Sunday, April 19, 2015

Uzbekistan

Dear Colleagues:
        
        I am writing to you at the airport of Termez, a city on the southern border of Uzbekistan with Afghanistan. This city is so far the highest point of my trip. The city’s name is very likely after Demetrius, a general of Alexander the Great, who, after the death of Alexander, ruled this area. There are several important cultures met here: Greek, Bactrian, Buddhist, and later Islam. A village 20 km north of the city is still called Macedon (!!!) after more than two thousand years! I went to a ruin called Kampir Tepa (Tepa means “hill”) which is believed to be one of the 80+ Alexandrias: Alexandria-Oxus (Alexandria on the Oxus River, which is later called Amu Darya). It was a citadel of Greco-Bactrians from 4th c. BCE to 2nd c. CE. It is believed that Alexander himself and his troops took six days to cross the river and started settlement here. His third wife Roxana is from nearby place in today’s Tajikistan (less than 60 miles). I saw big ceramic storage jars. The fragments were laid out on the ground by working archaeologists from more than two thousand years ago! Really amazing!

        There are also first and second century CE Kushan dynasty’s palaces (ruins of course) and several Buddhist stupas and monasteries. Hellenistic style Buddhist statues and column bases and capitals have been found in these ruins. Kushans were nomads coming from northern China (Dunhuang, Gansu province, China). Once they settled here, they started to adopt Greek alphabets, coinage, and art style. They were the ones who first made Buddha in human form. I will show you a statue found in a Buddhist monastery here. You can see both Greek and Indian/Gandara styles on it. The artifacts in this period and in this kind of cross-culture environment are the ones I am looking for for my research project, so I am really excited.

        In the central and western parts of the country, there were two other cultural areas: Khorazm (centered in Old Urgenchi in Turkmenistan, and Khiva in western Uzbekistan), where Iranian speaking people lived and Zoroastrianism was popular; and Sogdiana centered in Samarkand and Bukhara (also called Tranxiana: area between Oxus or Amu Darya and Syr Darya), where another Iranian group Sogdians lived.
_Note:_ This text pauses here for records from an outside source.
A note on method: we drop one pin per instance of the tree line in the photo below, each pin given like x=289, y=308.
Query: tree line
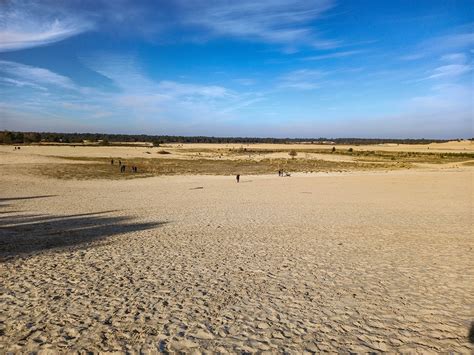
x=10, y=137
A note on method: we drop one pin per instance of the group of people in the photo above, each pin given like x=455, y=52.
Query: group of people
x=123, y=167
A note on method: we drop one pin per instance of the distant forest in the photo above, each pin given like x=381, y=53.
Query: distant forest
x=8, y=137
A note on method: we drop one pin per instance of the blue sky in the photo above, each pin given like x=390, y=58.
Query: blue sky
x=321, y=68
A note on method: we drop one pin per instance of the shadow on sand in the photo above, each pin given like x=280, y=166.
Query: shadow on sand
x=28, y=234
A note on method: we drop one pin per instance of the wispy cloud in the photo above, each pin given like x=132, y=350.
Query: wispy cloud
x=25, y=25
x=280, y=22
x=334, y=55
x=302, y=79
x=449, y=71
x=26, y=75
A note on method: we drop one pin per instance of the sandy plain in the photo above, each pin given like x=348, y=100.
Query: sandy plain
x=361, y=261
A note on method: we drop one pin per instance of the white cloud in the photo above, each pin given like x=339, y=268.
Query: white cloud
x=454, y=58
x=334, y=55
x=22, y=74
x=26, y=25
x=450, y=71
x=273, y=21
x=302, y=79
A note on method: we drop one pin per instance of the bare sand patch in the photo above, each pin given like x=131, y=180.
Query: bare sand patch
x=359, y=262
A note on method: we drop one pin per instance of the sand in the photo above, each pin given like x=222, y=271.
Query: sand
x=358, y=262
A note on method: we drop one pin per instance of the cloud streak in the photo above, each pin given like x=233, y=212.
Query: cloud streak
x=27, y=25
x=279, y=21
x=26, y=75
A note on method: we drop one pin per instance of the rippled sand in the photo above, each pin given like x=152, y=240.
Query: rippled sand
x=331, y=262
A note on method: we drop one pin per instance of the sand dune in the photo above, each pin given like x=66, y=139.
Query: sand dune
x=357, y=262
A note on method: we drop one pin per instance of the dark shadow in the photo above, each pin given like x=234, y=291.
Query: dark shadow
x=23, y=235
x=471, y=333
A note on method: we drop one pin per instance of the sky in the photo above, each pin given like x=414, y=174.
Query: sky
x=269, y=68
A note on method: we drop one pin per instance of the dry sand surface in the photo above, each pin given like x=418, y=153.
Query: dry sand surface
x=359, y=262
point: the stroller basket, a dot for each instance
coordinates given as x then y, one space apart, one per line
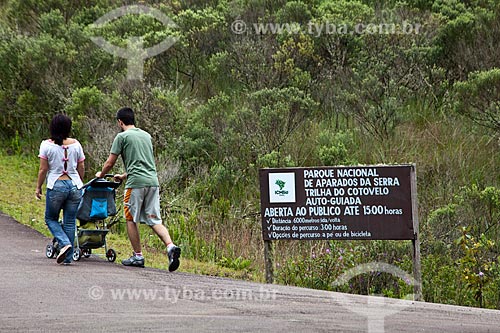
98 200
92 238
98 203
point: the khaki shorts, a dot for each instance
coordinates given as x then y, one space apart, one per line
142 205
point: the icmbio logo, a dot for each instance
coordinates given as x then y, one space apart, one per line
282 187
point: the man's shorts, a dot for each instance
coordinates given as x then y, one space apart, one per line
142 205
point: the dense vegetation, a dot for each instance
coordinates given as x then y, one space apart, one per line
221 104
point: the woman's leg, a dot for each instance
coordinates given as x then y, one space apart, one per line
53 204
69 212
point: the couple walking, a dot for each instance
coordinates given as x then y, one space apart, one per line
62 166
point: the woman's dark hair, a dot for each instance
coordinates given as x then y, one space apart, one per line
59 128
126 115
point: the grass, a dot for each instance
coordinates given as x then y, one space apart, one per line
18 176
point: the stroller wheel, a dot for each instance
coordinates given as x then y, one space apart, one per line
86 253
50 251
77 254
111 255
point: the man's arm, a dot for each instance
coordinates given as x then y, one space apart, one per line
108 165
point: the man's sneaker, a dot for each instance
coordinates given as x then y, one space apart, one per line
173 258
62 254
134 261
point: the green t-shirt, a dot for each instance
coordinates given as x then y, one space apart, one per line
137 153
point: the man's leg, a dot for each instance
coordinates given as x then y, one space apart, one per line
134 236
152 215
132 201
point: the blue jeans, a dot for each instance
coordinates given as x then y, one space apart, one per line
66 197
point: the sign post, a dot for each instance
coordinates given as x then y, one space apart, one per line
340 203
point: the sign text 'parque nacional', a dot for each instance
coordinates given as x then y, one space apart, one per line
358 202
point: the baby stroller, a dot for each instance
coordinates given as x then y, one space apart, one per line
98 203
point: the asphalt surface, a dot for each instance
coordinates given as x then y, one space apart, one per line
94 295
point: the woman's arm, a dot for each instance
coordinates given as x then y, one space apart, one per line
80 167
42 173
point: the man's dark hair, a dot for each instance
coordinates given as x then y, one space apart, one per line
59 128
126 115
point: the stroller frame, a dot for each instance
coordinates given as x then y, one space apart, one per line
88 239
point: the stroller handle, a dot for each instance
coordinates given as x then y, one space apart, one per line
104 182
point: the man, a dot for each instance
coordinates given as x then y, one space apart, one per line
142 196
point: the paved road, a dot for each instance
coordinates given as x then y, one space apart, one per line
93 296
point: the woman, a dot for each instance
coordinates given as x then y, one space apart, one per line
62 164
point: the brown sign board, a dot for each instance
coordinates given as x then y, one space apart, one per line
351 202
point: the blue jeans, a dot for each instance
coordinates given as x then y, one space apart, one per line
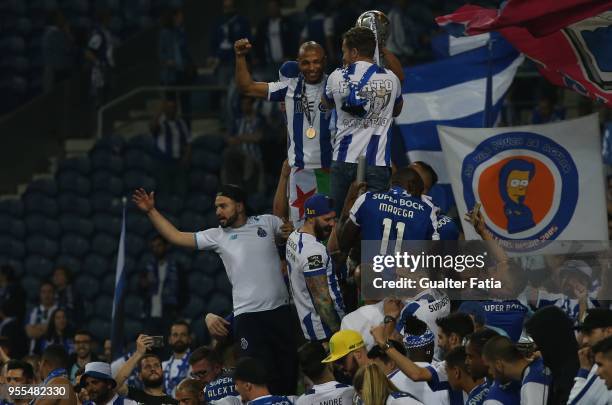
344 174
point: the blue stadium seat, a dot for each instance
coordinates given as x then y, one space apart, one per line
12 206
72 181
103 180
169 203
104 245
75 245
42 246
137 159
110 224
103 306
78 225
107 203
199 203
94 264
134 179
12 226
38 224
106 159
38 266
46 186
208 263
11 247
88 287
219 304
71 203
100 328
195 308
81 165
35 202
73 264
201 285
134 244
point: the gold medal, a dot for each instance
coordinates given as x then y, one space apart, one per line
311 133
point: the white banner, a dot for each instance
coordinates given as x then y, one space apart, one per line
535 182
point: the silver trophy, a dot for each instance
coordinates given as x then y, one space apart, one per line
378 22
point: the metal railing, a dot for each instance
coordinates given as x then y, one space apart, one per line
150 89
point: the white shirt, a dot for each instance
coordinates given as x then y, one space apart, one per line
156 304
327 393
419 389
307 257
367 136
251 261
303 152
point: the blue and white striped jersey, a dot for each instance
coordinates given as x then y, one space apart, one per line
301 101
307 257
368 136
537 379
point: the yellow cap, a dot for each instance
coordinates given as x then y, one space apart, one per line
342 343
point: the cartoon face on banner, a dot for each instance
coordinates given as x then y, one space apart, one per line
527 185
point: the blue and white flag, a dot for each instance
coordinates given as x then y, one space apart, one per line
453 92
119 296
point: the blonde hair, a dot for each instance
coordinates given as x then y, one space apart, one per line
373 385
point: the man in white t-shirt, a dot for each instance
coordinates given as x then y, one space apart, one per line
248 248
366 98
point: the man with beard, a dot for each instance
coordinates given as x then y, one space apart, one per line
314 285
248 248
177 367
151 375
100 385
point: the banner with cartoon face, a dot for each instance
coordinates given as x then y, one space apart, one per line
536 183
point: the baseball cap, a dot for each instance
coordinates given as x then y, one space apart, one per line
250 370
233 192
99 370
342 343
596 318
317 205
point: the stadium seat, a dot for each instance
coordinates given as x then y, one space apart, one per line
75 224
36 202
11 247
134 179
40 245
38 266
71 203
219 304
95 264
137 159
12 206
81 165
88 287
12 226
72 181
106 203
46 186
73 264
201 285
104 245
75 245
38 224
103 180
200 203
110 224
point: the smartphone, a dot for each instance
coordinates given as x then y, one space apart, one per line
158 341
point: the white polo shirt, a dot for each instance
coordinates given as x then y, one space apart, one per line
251 261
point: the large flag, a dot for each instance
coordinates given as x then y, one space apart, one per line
569 40
452 92
119 296
535 182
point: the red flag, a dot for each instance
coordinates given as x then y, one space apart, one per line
570 40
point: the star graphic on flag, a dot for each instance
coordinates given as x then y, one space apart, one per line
301 199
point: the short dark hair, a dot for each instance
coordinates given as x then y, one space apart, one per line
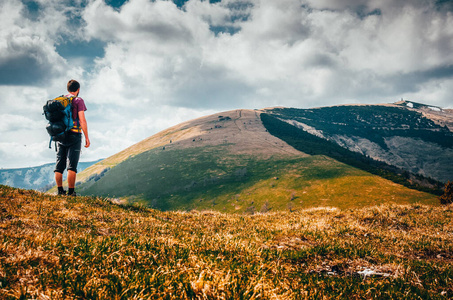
73 86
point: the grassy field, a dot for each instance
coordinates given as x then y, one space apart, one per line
55 247
213 179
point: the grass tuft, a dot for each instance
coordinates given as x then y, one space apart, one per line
54 247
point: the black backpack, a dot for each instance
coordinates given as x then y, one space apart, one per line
58 112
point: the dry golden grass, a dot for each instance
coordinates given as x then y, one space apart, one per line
89 248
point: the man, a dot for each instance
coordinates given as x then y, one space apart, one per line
68 150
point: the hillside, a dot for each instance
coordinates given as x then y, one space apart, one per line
229 162
410 136
55 247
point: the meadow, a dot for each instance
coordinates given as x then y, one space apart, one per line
55 247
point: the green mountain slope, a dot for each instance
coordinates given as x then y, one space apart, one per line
230 162
416 140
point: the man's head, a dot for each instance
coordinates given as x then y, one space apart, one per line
73 86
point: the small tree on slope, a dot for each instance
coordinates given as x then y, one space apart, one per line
447 197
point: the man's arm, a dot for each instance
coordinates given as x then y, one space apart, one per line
83 124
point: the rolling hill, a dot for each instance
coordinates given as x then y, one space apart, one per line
236 161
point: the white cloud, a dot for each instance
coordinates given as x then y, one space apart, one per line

        Once Islam has conquered Central Asia, they built mosques and minarets. The oldest one left in Central Asia today is found here. It is dated 1108. There are overwhelmingly mosques and madrasas (monasteries) in the country. Many were originally built during Timurid time, but now most are reconstructed and repaired only after the Soviet era.

        Amir Timur, or Tamerlane, who claimed himself as the descendant of Chengikhan and was a conqueror of Central and West Asia, Syria, and Egypt, is recognized as national iconic hero after Uzbekistan’s independence from USSR. His statues and monuments are found almost everywhere. He was born in a place not far from Tashkent. I have been to both of his birthplace and mausoleum.

        Babur, one of Timur’s great-great grandsons became the founder of the Mughal Dynasty in India. To trace Babur’s life was one of my interests for the trip. He was born in Andijan, a city in the eastern part of Fergana Basin in the northeast of the country.